Meshuggah at The Wiltern Theater, June 6, 2014
To celebrate 25 years of busting eardrums, the mighty Meshuggah took to the road, stopping off at the Wiltern Theater in June to start the summer heat wave early. With Geiger-esque artwork displayed behind them and a light show that blinded the eyes, putting the band in perpetual silhouette, Meshuggah ran through their catalog of mind-melting metal for a brutal 100 minute set.
Meshuggah kicked off the show with Tomas Haake pummelling his drums while lead guitarist Fredrik Thordendal, rhythm guitarist Mårten Hagström and bassist Dick Lövgren pounded on their guitar strings for Future Breed Machine. The fury and power they displayed from the get-go got the mosh pit moving and necks snapping. Jens Kidman, the only one on stage to move around, bellowed and yelled at the top of his lungs, and while the lyrics were undecipherable, his passion was certainly evident. Meshuggah are known for their constantly evolving style, focusing on grooving rhythms flowing into hard riffed passages leading into more abstract sections featuring Thordendal’s stunning displays of guitar abuse and beautiful virtuosity. The title track from Obzen followed, keeping the energy going, with stunning guitar interplay towards the end.
Their latest album Koloss was most heavily featured in the set, the first of four songs was the hardcore hurricane of The Hurt that Finds You First, with a breakneck beat and ear-numbing growls from Kidman, bass guitar bends from Lovgren and an epic yet subtle guitar solo from Thordendal. Do Not Look Down, also from Koloss, was one of the most accessible songs of the night with a razor sharp focus on groove and finger-shredding guitar solos. Cadaverous Mastication from their first album Contradictions Collapse in 1991 showed the band’s beginnings in the Thrash Metal vein, with more traditional arrangements, yet with an air of larger things to come in their varied tempos and dichotomy of ugly noise and beautiful guitar soloing.

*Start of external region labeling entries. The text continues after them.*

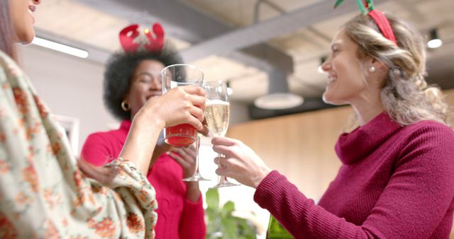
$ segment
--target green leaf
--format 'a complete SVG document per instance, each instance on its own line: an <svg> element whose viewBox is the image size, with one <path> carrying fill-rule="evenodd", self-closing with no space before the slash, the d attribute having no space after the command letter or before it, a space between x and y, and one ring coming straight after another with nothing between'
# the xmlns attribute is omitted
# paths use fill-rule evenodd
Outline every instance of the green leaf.
<svg viewBox="0 0 454 239"><path fill-rule="evenodd" d="M343 0L337 0L336 1L336 4L334 4L334 8L337 8L339 5L340 5L340 4L342 4L343 1Z"/></svg>
<svg viewBox="0 0 454 239"><path fill-rule="evenodd" d="M219 209L219 193L216 188L210 188L206 191L205 198L206 199L206 204L208 207L214 209Z"/></svg>
<svg viewBox="0 0 454 239"><path fill-rule="evenodd" d="M222 232L223 239L236 239L236 235L238 233L235 218L231 217L221 218L221 224L222 224L221 231Z"/></svg>
<svg viewBox="0 0 454 239"><path fill-rule="evenodd" d="M364 4L362 0L356 0L356 5L358 5L358 8L360 8L360 11L362 13L362 14L367 14L367 10L364 7Z"/></svg>
<svg viewBox="0 0 454 239"><path fill-rule="evenodd" d="M223 216L229 216L233 211L235 211L235 204L232 201L228 201L222 207L221 213Z"/></svg>

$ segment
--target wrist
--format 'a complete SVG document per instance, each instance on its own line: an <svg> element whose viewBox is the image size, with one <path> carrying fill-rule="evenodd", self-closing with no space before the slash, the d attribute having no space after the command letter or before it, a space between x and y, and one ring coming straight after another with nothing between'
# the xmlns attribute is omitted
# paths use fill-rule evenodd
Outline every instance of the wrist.
<svg viewBox="0 0 454 239"><path fill-rule="evenodd" d="M255 179L255 180L254 180L254 182L253 183L253 187L257 189L257 187L258 187L258 185L260 185L260 183L262 182L262 181L263 181L263 180L267 177L267 175L268 174L270 174L270 173L271 173L271 170L269 168L265 168L262 171L262 173L260 173L257 178Z"/></svg>
<svg viewBox="0 0 454 239"><path fill-rule="evenodd" d="M160 130L165 127L165 121L160 117L157 110L154 107L146 110L143 107L137 112L133 121L140 127L157 127Z"/></svg>

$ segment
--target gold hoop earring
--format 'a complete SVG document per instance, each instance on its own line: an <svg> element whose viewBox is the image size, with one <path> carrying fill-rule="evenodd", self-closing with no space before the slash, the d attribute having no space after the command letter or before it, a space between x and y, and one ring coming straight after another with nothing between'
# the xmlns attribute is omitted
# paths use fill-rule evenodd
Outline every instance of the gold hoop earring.
<svg viewBox="0 0 454 239"><path fill-rule="evenodd" d="M131 110L131 106L129 105L128 103L127 103L125 100L123 100L121 102L121 108L123 109L123 110L124 111L129 111Z"/></svg>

Gods of Rapture brought the show to an even higher level of tension with Thordendal and Hagstrom in lock-step with the rhythm section from the start, Kidman belting out his lyrics in hardcore fashion, threatening to be understandable, but Meshuggah can’t seem to stick with a tempo or rhythm, soon shifting into a jazz-fusion mode, Thordendal ‘s melodic soloing would make Joe Satriani proud and he put some warmth into the otherwise mechanical playing of the rest of the song.
After much more eardrum damage occurred, Meshuggah sped up our hearts even more with the speed metal pace of Bleed from Obzen, causing heads to bang harder and feet to move, the band kept the tempo for the majority of the song, with a few additions of subtle lead guitar parts to break up the tension the slightest bit. Then the band drops out, leaving just a creepy quiet guitar line before the rest of the band jumps back in, this time with a more powerful melodic guitar lead accompanied by chugging guitars and well-paced percussion.

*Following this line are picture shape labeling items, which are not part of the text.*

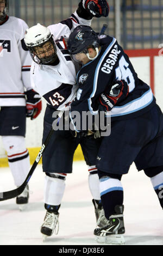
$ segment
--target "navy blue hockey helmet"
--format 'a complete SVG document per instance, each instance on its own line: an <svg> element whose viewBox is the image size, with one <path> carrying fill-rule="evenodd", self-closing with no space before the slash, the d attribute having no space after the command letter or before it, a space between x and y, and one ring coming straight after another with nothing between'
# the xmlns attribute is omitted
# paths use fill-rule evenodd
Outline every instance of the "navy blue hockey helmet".
<svg viewBox="0 0 163 256"><path fill-rule="evenodd" d="M97 34L89 26L78 26L69 36L67 42L68 50L71 54L80 52L86 53L87 48L90 46L92 46L95 48L99 47Z"/></svg>
<svg viewBox="0 0 163 256"><path fill-rule="evenodd" d="M4 8L3 9L2 7L4 6ZM0 21L4 21L9 10L8 0L0 1Z"/></svg>

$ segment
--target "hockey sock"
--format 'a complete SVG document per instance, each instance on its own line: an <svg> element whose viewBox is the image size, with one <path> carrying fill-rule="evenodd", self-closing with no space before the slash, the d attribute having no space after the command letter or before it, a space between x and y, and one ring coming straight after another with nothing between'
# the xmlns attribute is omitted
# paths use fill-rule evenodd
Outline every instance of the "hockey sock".
<svg viewBox="0 0 163 256"><path fill-rule="evenodd" d="M100 200L99 182L97 168L90 168L89 170L92 170L89 171L89 185L91 193L95 200Z"/></svg>
<svg viewBox="0 0 163 256"><path fill-rule="evenodd" d="M151 180L163 209L163 172L151 178Z"/></svg>
<svg viewBox="0 0 163 256"><path fill-rule="evenodd" d="M65 192L65 178L60 176L58 173L52 173L52 177L46 175L45 178L44 202L47 205L58 206ZM58 178L54 178L55 176Z"/></svg>
<svg viewBox="0 0 163 256"><path fill-rule="evenodd" d="M153 187L156 192L161 206L163 209L163 166L151 167L144 170L145 174L151 178Z"/></svg>
<svg viewBox="0 0 163 256"><path fill-rule="evenodd" d="M109 220L109 216L115 213L115 206L123 204L122 185L118 179L104 176L99 180L99 190L105 215Z"/></svg>
<svg viewBox="0 0 163 256"><path fill-rule="evenodd" d="M25 180L30 170L29 156L25 145L25 138L22 136L2 136L2 141L7 152L15 184L18 187Z"/></svg>

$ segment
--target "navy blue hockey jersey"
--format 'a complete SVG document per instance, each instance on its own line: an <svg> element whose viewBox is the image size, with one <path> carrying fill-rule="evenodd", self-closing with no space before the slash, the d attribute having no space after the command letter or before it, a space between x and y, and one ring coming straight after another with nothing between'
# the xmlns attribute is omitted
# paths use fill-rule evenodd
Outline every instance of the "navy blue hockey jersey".
<svg viewBox="0 0 163 256"><path fill-rule="evenodd" d="M129 93L124 100L109 112L111 120L126 119L148 111L155 104L150 87L137 77L128 56L111 36L102 36L101 49L95 60L83 66L77 75L79 86L76 100L71 104L72 111L90 111L98 113L98 98L108 91L116 80L125 80ZM70 113L71 114L71 113Z"/></svg>

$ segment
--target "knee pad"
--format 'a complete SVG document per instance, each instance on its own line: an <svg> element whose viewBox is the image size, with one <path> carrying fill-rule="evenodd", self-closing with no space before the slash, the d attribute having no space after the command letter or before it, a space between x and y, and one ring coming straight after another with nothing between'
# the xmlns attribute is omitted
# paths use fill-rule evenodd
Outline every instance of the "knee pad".
<svg viewBox="0 0 163 256"><path fill-rule="evenodd" d="M163 172L163 166L150 167L144 169L145 174L149 178L153 178Z"/></svg>
<svg viewBox="0 0 163 256"><path fill-rule="evenodd" d="M27 150L25 138L23 136L2 136L2 139L9 155L22 153Z"/></svg>
<svg viewBox="0 0 163 256"><path fill-rule="evenodd" d="M117 179L121 181L122 176L122 175L121 174L115 174L113 173L106 173L100 170L97 170L97 173L99 176L99 179L101 179L104 176L108 176L109 178L111 178L112 179Z"/></svg>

Meshuggah finished the main set with Straws Pulled at Random, from 2001’s Nothing, full of cymbal crashes and right-angled tempo and rhythm changes that while chaotic was still stunning to behold.
While the audience chanted “Meh-Shuh-GAH!” I took a moment to gather my wits, take a few deep breathes and ready myself for the sure-to-be insane encore. While we waited, Catch 33‘s spoken word and noise poem Mind’s Mirror played over the speakers. The band returned to kick our asses all over the Wiltern with In Death – is Life and In Death – is Death, two connected tracks of barely controlled chaos, guitar pyrotechnics, buzzing bass and quieter, spooky atonal passages.
As the bright lights blazed our corneas and we pounded our strife and hatred into the floor, Meshuggah left us with energy spent, sweat soaked and brain rattled, not sure of what tomorrow might bring but strong enough to meet it head on. If you can survive the metal massacre that is Meshuggah you can take on the world.